Today is another election day. Oh, how I loathe election days. It's really amazing how my adult life, and the mountains of political bullshit that have happened during my adult life, have changed me. I used to be so into politics, and now I hate politics with a fiery fervor. I also hate how stupid and generally lazy Americans tend to be when going (or NOT going) to the polls.

It's made me so angry today, seeing what my peers in SF are saying about the election. There is a very special kind of Crazy that exists in bay area politics, and it really grates on me sometimes. Just because I consider myself a moderate (particularly on fiscal issues), I'm branded an "Idiot Republican" by people close to me, as well as by strangers. Debating politics in San Francisco is a fool's errand. I stopped talking about politics online years ago, and I mostly stopped talking about politics in person, too, because the attacks? They are all personal. And it sucks. An open dialog about politics is not really welcomed in SF. The way things go can be summed up like this: "We're really tolerant, as long as you agree with us." News flash: that isn't tolerance.

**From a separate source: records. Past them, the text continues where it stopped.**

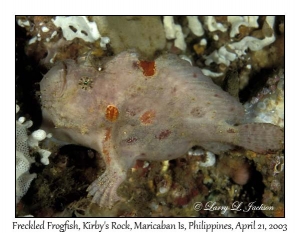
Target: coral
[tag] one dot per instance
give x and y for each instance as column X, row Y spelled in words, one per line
column 268, row 105
column 170, row 187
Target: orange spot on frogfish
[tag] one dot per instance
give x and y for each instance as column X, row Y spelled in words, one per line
column 148, row 67
column 112, row 113
column 147, row 117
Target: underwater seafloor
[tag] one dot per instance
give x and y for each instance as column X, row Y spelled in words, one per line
column 172, row 188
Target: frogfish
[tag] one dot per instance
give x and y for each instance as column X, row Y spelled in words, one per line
column 131, row 109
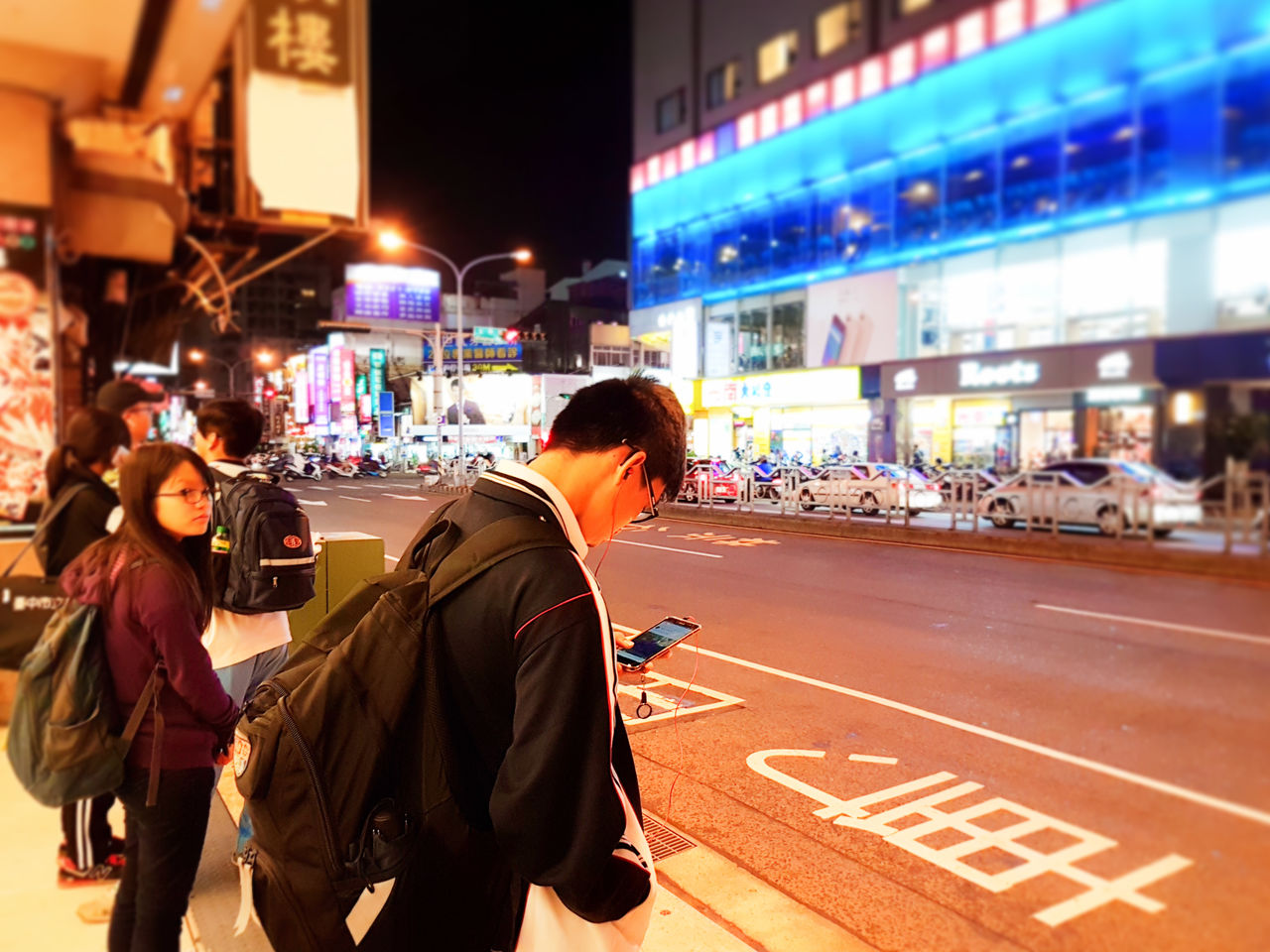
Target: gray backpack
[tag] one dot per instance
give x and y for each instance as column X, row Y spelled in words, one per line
column 64, row 738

My beliefs and my opinions are valid, but it's not worth it to me to push my personal "agenda" while living in the bay area. Nobody wants to hear it. And I hate arguing with people who are unwilling to engage alternative points of view. So I'll keep my fairly socially liberal, pretty fiscally conservative, always skeptical viewpoints to myself. And you're welcome to yours. In fact, I really want you to have your viewpoints. Your well reasoned viewpoints. Not what you read in the Bay Guardian's election endorsements, because then you're just toeing the line, being lazy. No respect there. I encourage everyone to form their own educated opinions on issues.

Good thing I have the freedom to vote my conscience. I love voting and I take it very seriously, even though I know most things won't go the way I wish they would. At least, by taking an informed position, and voting in every election, I know I've contributed. And that's what's most important.

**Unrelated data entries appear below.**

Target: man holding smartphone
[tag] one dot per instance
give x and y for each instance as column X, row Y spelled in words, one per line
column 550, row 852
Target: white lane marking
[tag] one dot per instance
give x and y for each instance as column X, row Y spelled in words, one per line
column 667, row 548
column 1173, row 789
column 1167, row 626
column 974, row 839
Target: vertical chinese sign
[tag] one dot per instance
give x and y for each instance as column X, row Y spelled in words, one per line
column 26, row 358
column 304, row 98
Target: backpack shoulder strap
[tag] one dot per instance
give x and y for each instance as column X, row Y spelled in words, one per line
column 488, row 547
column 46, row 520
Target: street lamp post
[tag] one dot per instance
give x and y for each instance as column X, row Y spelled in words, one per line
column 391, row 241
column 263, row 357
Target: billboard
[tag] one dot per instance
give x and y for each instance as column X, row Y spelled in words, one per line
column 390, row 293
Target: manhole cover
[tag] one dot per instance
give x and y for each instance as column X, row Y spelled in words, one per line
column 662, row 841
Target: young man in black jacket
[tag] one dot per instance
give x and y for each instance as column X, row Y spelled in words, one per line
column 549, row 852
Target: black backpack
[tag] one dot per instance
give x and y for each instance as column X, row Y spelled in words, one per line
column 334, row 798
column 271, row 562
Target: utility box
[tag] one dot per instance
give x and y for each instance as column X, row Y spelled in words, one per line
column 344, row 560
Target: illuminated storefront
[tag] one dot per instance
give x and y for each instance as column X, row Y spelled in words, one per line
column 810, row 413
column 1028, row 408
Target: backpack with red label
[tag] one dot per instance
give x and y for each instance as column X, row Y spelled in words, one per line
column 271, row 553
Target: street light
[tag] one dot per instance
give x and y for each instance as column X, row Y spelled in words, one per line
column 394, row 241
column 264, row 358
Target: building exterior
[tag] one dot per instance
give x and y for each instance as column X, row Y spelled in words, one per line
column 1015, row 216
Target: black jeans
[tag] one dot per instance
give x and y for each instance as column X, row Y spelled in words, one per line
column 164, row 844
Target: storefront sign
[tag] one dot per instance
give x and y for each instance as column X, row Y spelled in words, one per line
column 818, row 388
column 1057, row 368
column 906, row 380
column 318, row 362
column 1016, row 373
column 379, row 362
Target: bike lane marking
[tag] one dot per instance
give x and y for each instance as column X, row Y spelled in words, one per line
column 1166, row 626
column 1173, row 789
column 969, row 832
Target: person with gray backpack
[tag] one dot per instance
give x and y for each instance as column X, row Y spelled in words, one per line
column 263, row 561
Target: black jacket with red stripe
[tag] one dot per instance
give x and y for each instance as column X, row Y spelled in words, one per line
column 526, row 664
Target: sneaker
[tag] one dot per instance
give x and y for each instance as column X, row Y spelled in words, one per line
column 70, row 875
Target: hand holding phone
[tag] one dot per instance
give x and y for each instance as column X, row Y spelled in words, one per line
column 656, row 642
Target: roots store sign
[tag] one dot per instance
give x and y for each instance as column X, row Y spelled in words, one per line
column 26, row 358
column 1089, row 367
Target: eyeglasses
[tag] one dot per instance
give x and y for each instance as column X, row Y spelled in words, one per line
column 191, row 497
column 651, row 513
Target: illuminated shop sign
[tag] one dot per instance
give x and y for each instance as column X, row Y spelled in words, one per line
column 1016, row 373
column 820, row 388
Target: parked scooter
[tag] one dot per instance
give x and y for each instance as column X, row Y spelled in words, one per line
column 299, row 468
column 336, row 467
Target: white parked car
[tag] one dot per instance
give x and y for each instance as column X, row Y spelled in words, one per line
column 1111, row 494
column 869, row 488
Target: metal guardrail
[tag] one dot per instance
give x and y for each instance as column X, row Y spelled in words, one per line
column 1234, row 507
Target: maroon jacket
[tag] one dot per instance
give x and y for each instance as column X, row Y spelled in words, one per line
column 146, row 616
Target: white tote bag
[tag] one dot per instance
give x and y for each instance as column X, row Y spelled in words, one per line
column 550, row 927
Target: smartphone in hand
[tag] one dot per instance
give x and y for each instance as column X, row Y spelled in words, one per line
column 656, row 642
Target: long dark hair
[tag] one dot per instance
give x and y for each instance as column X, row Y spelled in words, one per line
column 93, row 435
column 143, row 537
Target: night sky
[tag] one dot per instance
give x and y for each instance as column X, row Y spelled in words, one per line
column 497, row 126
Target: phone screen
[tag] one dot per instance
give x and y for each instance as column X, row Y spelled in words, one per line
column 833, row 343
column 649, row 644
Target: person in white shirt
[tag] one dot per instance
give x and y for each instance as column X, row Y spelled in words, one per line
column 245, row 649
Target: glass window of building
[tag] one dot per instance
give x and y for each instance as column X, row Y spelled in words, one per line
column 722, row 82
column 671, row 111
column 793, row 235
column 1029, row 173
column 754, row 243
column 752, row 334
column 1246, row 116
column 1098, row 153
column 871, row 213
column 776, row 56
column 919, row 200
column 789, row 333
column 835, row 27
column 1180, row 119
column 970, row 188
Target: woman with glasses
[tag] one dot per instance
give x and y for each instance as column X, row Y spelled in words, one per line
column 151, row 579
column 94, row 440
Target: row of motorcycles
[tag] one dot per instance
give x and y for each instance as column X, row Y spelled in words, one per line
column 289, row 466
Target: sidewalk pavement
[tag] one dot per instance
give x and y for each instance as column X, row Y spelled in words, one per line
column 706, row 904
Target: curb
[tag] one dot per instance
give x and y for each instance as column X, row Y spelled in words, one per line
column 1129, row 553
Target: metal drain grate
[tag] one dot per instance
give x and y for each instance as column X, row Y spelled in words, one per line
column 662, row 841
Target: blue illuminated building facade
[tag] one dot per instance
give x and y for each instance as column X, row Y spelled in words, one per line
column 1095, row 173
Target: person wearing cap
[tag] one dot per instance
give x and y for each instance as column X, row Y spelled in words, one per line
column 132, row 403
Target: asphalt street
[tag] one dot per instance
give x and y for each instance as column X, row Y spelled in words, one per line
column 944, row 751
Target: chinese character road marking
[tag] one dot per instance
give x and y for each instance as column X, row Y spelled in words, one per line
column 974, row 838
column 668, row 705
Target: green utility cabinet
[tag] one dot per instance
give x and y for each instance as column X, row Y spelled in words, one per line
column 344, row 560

On a related note: if you're someone who doesn't vote because you think you're making some kind of moral stand, that you refuse to vote on any of the propositions because they aren't written well and are meant to trick you -- I have news for you: you are part of the problem. If you don't vote NO on these propositions (and oh, I do), then you're going to be pretty unhappy when all the people who go in without doing their research and vote yes on everything that sounds vaguely appealing, pass all those poorly worded, manipulative laws on your behalf. Voting no is so important. It blows my mind that people think not voting on ballot measures, particularly in always high-stakes California, is the better option.

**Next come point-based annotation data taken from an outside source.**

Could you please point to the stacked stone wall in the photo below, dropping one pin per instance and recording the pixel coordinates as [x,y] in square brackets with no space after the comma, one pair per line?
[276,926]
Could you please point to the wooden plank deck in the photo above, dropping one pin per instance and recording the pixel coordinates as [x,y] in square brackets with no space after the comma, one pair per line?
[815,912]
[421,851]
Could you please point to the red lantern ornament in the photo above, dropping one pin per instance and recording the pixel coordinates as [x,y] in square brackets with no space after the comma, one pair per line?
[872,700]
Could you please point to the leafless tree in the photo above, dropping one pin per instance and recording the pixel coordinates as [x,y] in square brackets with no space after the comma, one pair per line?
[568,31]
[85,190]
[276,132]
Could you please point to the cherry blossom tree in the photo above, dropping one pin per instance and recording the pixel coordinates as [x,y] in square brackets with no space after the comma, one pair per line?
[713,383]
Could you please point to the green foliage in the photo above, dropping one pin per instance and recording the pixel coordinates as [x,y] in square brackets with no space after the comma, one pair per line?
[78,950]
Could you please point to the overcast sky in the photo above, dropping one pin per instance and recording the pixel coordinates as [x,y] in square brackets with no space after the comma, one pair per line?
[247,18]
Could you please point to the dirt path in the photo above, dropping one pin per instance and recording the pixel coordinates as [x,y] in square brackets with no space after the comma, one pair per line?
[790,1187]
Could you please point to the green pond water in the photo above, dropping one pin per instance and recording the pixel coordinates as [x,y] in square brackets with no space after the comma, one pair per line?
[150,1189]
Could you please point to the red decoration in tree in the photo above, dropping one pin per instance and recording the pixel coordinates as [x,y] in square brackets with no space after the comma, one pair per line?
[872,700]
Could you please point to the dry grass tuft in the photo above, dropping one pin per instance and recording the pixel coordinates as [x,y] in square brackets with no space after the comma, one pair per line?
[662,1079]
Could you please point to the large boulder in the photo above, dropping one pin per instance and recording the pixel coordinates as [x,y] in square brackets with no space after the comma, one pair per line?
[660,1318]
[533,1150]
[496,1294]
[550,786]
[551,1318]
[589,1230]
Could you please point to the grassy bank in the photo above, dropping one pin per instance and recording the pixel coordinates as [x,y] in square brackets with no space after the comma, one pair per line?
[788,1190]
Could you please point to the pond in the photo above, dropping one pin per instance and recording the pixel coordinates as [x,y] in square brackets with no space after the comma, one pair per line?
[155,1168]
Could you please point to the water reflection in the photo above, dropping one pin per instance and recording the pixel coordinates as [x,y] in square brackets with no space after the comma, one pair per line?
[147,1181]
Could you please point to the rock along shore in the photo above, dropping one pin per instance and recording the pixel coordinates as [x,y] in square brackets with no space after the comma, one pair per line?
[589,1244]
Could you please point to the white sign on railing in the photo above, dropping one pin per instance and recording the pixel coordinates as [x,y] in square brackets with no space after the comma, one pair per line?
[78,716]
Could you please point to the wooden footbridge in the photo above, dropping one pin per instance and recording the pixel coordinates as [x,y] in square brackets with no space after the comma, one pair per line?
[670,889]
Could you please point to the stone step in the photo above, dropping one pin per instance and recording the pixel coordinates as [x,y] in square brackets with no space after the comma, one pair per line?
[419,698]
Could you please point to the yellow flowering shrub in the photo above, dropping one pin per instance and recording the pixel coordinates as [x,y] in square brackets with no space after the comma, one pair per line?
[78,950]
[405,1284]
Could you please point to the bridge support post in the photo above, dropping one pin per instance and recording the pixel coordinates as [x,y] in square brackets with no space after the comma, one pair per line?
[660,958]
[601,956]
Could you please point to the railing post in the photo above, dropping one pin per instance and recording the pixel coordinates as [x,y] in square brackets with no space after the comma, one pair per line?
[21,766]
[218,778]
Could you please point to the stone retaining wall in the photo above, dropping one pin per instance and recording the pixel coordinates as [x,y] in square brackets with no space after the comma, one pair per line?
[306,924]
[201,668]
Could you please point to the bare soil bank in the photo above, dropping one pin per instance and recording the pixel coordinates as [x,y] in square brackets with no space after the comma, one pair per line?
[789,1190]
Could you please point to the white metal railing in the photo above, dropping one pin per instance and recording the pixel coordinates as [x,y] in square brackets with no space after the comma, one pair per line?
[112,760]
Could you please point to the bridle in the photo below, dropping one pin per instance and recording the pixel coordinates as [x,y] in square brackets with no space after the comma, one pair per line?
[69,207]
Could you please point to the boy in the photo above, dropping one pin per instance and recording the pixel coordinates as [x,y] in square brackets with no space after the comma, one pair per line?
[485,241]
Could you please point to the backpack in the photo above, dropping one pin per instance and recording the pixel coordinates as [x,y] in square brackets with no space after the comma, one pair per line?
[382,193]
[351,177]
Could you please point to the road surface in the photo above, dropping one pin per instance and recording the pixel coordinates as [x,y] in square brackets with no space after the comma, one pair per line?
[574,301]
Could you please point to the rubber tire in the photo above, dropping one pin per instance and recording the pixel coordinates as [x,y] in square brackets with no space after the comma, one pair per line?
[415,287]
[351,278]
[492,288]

I know that so many other places (including many other states in the US!) have actual bipartisan systems and contentious elections and some are trying to prevent people of color from voting today, passing racist voter ID laws and trying to intimidate people at their polling places. These are real, frightening problems. I think this is what upsets me the most about bay area politics: ours aren't, or at least shouldn't be, actual problems. They're nothing like what's been going on in Virginia and Texas and I'm sure other places today. People here have such a sense of entitlement and self-importance, as if being intolerant and exclusive is our birthright. Just shut your mouth, do your research, go vote, and realize how damn lucky you are to be able to do so. Don't take it for granted. Don't focus on the wrong things. See beyond your personal worldview. We'll all be much better for it.